Pour cette raison, il laisse dans son film une très large place aux images et très peu à la narration (qu’il fait lui-même). On est tout d’abord séduit parce que le travail de la caméra est souvent époustouflant et les images sont superbes, mais de nombreuses pauses de silence qui font naître trop d’interrogations laissées sans réponse deviennent agaçantes. Herzog, qui ne connaissait rien au bouddhisme avant de tourner le film qu’il a même hésité à entreprendre, a voulu ici se dissocier d’une sorte de "tourisme occidental des religions". Cependant, bien qu’il y ait des extraits d’entrevue avec le Dalaï Lama (qui ne nous apprennent rien de nouveau), Herzog semble être victime d’une sorte de snobisme en ne donnant pas assez d’explications sur la philosophie bouddhiste. De plus, le film ne garde pas le cap: il dévie de l’Inde grouillante de vie et de fidèles à un auditorium froid en Autriche où le Dalaï Lama dirige la fabrication d’un mandala. Ensuite, il se déroute encore de l’extrême dévotion des bouddhistes qui font le voyage en se prosternant à chaque pas dans une chorégraphie complexe (un Tibétain a ainsi mis trois ans et demi pour faire le voyage), à une entrevue qui détonne avec un autre Tibétain qui fut prisonnier des Chinois pendant 37 ans. Tous ces inutiles va-et-vient alors qu’on aurait aimé poursuivre dans l’atmosphère mystique des pèlerins, lors de leur voyage à travers les magnifiques montagnes; rester aux côtés des jeunes moines qui coursent à vive allure afin d’avoir l’honneur de servir les premiers le thé aux anciens; s’attarder plus longuement sur cet arbre de l’illumination. On aurait aussi aimé pouvoir comprendre le cœur des débats de cette gigantesque réunion de moines bouddhistes…

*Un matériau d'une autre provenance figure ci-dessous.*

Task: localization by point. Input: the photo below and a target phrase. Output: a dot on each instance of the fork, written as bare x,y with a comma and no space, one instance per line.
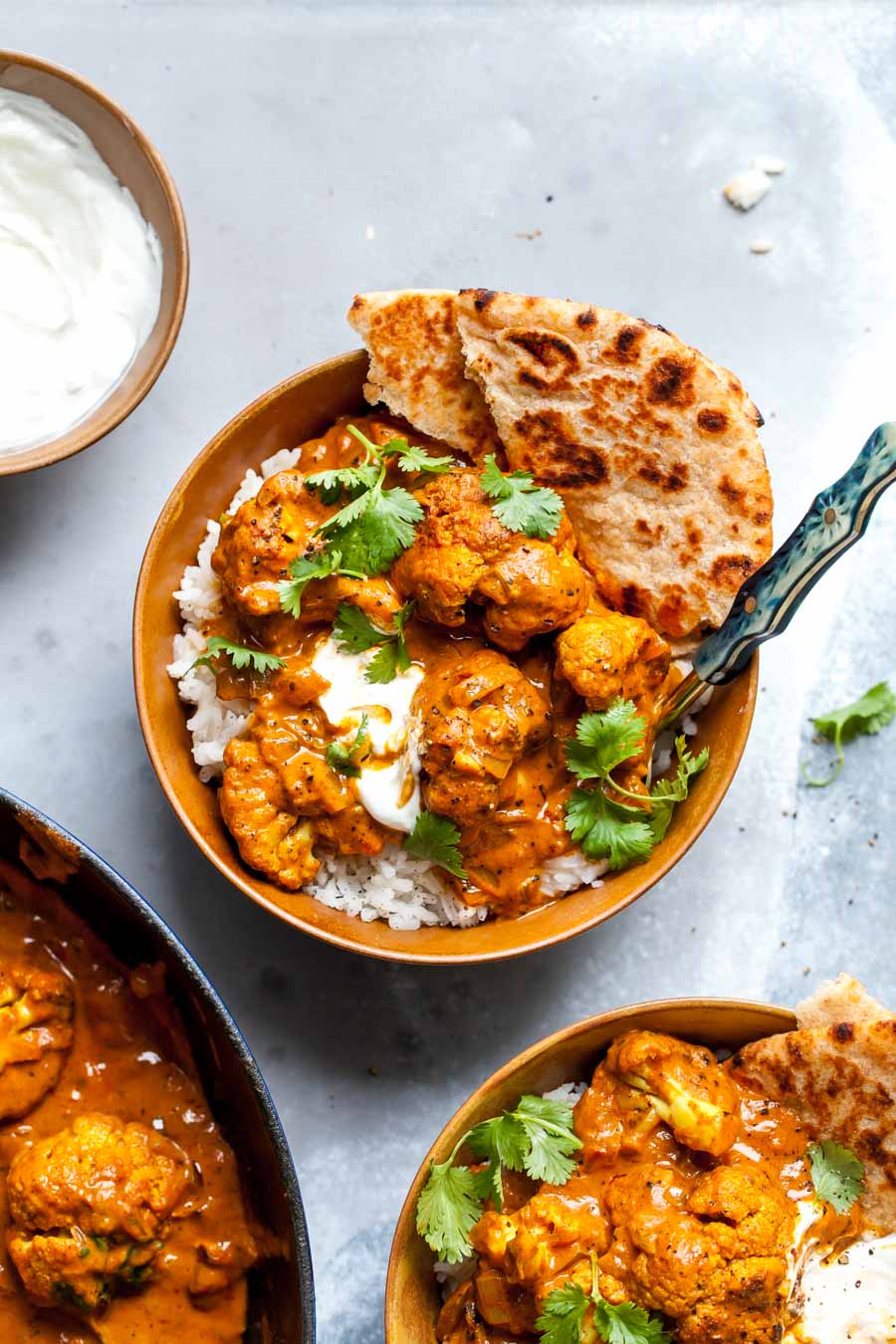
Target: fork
770,598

Il reste tout de même des images d’une grande beauté qui valent à elles seules le détour sur grand écran et de jolis moments révélateurs comme ce garde du corps du Dalaï Lama qui reste à son poste même si la salle s’est vidée. En un clin d’œil, Herzog nous rappelle ce que le "vide" signifie pour les bouddhistes: "cet homme ne protège pratiquement personne de presque rien".